Cancer tumors need nutrients and oxygen supplied by blood vessels in order to grow. They also use blood vessels to spread to other parts of the body. This process, known as metastasis, is the most lethal characteristic of cancer and the leading cause of cancer-related death. The strategy of fighting cancer by preventing the growth of new blood vessels has generated great interest in recent years, with the first antiangiogenic drug being approved earlier this year.
Endothelial cells have been the target of most antiangiogenic strategies. Endothelial cells are specialized cells that develop into blood vessels. Fibulin-5, a member of a family of extracellular matrix proteins that regulate tissue development, remodeling and repair, interacts with endothelial cells.
In cell culture studies, Schiemann and Albig showed fibulin-5 levels drop significantly when endothelial cells begin to form blood vessels, a process known as tubulation. They also show that high levels of fibulin-5 could prevent the sprouting of new blood vessels by inhibiting the proliferation and movement of endothelial cells.
Fibulin-5 interfered with signaling by the proangiogenic factor VEGF, and increased levels of the antiangiogenic factor thrombospondin-1. The researchers believe that fibulin-5 may work by controlling the relative levels of VEGF and thrombospondin-1.

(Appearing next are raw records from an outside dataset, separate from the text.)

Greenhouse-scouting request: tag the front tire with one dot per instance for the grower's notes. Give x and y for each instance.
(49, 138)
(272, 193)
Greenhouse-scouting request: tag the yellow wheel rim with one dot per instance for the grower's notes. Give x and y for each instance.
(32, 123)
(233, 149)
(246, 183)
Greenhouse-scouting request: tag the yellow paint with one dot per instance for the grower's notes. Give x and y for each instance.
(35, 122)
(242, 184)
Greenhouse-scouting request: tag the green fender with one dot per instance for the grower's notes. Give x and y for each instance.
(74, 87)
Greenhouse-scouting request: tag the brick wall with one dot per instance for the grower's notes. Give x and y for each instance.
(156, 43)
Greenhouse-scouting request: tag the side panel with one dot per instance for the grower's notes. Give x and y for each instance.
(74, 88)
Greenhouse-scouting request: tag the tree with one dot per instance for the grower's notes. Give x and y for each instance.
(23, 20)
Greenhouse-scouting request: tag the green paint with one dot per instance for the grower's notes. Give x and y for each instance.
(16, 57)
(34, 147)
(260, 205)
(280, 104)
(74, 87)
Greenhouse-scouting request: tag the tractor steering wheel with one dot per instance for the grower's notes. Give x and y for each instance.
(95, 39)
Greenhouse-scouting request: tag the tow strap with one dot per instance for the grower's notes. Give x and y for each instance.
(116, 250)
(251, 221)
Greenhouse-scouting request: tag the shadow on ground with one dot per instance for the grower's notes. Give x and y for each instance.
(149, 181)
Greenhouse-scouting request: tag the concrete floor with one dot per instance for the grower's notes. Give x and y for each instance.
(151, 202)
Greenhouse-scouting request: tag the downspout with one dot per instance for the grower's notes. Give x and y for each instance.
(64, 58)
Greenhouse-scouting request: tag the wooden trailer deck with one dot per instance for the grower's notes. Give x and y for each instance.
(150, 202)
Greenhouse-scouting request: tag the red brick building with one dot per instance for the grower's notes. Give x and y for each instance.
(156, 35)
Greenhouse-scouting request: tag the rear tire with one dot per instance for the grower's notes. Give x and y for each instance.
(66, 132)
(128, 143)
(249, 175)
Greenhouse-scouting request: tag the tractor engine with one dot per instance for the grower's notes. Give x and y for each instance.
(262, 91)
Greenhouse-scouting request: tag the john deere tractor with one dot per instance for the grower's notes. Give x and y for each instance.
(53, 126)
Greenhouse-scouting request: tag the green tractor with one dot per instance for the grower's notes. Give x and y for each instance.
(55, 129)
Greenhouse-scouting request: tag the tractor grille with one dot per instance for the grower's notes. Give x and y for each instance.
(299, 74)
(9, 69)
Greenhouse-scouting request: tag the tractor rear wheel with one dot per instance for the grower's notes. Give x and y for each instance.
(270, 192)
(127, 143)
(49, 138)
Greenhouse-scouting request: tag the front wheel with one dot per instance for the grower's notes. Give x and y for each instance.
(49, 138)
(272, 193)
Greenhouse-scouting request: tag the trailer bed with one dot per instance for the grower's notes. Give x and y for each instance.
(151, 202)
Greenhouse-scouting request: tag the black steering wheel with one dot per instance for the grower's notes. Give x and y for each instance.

In a previous paper, published in 2002, Schiemann and his colleagues showed the fibulin-5 expression is reduced or lost in a majority of metastatic human malignancies. Schiemann believes that future research on fibulin-5 should focus on patients in whom tumors have not already metastasized. His group is continuing to examine fibulin-5 functions at the molecular level and will soon evaluate its effects in mice.
The protein may also serve as a diagnostic tool, a marker of cancer status. Rapidly dropping levels of fibulin-5 might signal a tumor preparing to grow and/or spread.
"The good thing about this protein is it's extra-cellular, especially as a diagnostic marker," said Emmanuel Hilaire, a technology transfer specialist at National Jewish. "It's very important because it's detectable in serum and urine."
A provisional patent citing the diagnostic merits of fibulin-5 has been filed with additional claims filed after researchers made their most recent observations.